When crawling content with SharePoint Search you might stumble upon the following warning “The item has been truncated in the index because it exceeds the maximum size.”. So what is it and, what’s more important, how to get rid of it?
If you want to leverage the new Web Content Management (WCM) capabilities of SharePoint 2013 the odds are high that you will be looking into implementing search-driven publishing. The idea behind the search-driven publishing model is that all of your content is indexed by SharePoint Search and from there can be published to any other location that has access to the Search Service Application that crawled the content.
Because you will be crawling all of your content it’s very likely that you will get some short pieces of content as well as some longer chunks, let’s say longer than… 16384 characters.
When crawling long content SharePoint will trim it by default to the first 16384 characters. When examining the Crawl Log you will see warnings similar to the following:
The item has been truncated in the index because it exceeds the maximum size. ( Item truncated. Field=PublishingPageContentOWSHTML, Occurrences=27931, Chars=16384; )

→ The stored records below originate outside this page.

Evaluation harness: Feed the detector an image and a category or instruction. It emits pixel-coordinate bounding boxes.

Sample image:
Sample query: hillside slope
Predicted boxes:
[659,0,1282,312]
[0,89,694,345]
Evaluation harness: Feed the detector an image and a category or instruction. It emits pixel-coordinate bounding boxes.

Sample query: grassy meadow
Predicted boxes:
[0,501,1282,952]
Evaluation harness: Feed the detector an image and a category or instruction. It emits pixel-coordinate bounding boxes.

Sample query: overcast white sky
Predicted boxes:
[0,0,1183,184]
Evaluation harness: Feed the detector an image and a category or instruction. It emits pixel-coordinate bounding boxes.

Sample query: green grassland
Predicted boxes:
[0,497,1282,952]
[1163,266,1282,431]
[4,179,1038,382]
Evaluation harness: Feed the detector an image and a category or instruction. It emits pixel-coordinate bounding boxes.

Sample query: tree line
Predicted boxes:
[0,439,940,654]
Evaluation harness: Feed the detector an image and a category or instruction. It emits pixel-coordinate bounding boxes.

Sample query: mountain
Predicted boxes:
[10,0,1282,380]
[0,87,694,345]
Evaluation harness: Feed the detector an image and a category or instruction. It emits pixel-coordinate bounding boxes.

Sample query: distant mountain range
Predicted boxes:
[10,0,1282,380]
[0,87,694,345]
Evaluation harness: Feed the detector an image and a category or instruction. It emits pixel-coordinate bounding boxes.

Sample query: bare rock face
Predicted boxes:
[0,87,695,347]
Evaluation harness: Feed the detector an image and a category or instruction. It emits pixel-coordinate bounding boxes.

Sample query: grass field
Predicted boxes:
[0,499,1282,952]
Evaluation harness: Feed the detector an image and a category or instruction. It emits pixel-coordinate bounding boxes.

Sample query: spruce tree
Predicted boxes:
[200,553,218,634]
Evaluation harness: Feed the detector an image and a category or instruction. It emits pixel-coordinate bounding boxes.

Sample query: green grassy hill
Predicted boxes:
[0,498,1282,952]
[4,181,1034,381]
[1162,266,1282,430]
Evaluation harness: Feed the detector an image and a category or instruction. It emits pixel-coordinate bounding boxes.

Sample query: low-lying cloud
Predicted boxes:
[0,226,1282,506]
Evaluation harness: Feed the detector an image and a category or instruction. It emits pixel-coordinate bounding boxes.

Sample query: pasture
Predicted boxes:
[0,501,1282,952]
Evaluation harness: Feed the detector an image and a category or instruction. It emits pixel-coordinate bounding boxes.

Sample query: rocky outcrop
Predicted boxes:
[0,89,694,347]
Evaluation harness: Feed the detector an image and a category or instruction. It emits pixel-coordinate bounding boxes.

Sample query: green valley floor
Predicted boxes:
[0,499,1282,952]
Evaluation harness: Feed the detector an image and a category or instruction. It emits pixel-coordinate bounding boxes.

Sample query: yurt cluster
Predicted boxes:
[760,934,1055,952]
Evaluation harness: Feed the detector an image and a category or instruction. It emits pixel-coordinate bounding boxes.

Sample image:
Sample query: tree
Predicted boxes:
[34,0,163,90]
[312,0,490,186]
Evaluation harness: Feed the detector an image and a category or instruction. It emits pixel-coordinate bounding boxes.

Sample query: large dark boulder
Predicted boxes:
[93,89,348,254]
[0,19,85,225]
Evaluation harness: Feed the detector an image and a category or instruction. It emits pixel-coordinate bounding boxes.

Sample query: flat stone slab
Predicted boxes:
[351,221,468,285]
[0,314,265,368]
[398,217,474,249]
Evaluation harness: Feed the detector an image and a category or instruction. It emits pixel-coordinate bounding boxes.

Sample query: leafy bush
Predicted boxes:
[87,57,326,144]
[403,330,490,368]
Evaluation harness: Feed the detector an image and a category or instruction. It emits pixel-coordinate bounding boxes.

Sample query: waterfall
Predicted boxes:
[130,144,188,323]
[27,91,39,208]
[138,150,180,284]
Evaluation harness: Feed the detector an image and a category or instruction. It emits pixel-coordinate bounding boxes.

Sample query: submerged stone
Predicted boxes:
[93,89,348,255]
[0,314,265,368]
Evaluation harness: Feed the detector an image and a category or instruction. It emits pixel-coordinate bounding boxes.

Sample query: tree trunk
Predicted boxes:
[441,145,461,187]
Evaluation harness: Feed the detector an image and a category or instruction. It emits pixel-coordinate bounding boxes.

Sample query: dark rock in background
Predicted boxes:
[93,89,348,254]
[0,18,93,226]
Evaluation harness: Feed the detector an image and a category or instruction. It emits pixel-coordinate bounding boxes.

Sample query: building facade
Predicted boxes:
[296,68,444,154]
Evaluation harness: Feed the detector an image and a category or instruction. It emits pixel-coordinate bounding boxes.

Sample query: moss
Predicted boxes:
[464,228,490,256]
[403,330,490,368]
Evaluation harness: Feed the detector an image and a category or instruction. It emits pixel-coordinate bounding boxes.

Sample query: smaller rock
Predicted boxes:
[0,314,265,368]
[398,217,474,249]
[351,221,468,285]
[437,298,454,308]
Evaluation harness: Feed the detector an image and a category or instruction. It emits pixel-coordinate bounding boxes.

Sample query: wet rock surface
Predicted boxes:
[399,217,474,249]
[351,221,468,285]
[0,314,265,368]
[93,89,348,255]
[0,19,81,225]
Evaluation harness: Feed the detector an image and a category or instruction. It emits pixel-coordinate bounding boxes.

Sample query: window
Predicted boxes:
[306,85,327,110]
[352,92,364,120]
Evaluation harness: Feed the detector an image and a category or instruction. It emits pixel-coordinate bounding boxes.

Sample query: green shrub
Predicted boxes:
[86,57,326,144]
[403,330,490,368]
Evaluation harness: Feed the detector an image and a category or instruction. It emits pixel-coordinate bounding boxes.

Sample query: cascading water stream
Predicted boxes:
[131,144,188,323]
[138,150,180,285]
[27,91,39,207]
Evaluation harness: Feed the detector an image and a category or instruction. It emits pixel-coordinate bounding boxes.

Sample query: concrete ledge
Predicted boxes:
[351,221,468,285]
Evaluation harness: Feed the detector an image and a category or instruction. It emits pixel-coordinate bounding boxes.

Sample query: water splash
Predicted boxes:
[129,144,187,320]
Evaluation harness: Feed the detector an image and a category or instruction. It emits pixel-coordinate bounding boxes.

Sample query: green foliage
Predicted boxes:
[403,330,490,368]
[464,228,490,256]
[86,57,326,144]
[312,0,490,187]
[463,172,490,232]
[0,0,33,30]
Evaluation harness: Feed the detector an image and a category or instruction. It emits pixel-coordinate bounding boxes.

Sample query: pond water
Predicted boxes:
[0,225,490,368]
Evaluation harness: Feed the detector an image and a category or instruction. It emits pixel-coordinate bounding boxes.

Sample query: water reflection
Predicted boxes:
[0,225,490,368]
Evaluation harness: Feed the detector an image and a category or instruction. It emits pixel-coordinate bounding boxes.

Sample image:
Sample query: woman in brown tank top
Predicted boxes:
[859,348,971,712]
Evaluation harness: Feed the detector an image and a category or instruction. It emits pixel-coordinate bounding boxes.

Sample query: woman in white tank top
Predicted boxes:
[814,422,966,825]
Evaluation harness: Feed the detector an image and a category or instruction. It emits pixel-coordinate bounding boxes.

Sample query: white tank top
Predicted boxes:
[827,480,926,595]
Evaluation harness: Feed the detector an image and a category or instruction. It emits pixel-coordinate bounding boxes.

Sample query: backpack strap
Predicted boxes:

Additionally, if you search for one of the items reported as truncated, you will see that only the first 16384 characters will be rendered on page.
In order to avoid content truncation you have to increase the number of characters that the particular Managed Property can store. For this for each property reported as truncated in the Search Crawl Log run the following PowerShell snippet:
$ssa = Get-SPEnterpriseSearchServiceApplication $mp = Get-SPEnterpriseSearchMetadataManagedProperty -SearchApplication $ssa -Identity "PublishingPageContentOWSHTML" $mp.MaxCharactersInPropertyStoreForRetrieval = 2097152 $mp.Update()
After updating the Managed Property execute a Full Crawl on your Content Source. With that change applied you shouldn’t see this warning in your Crawl Log anymore.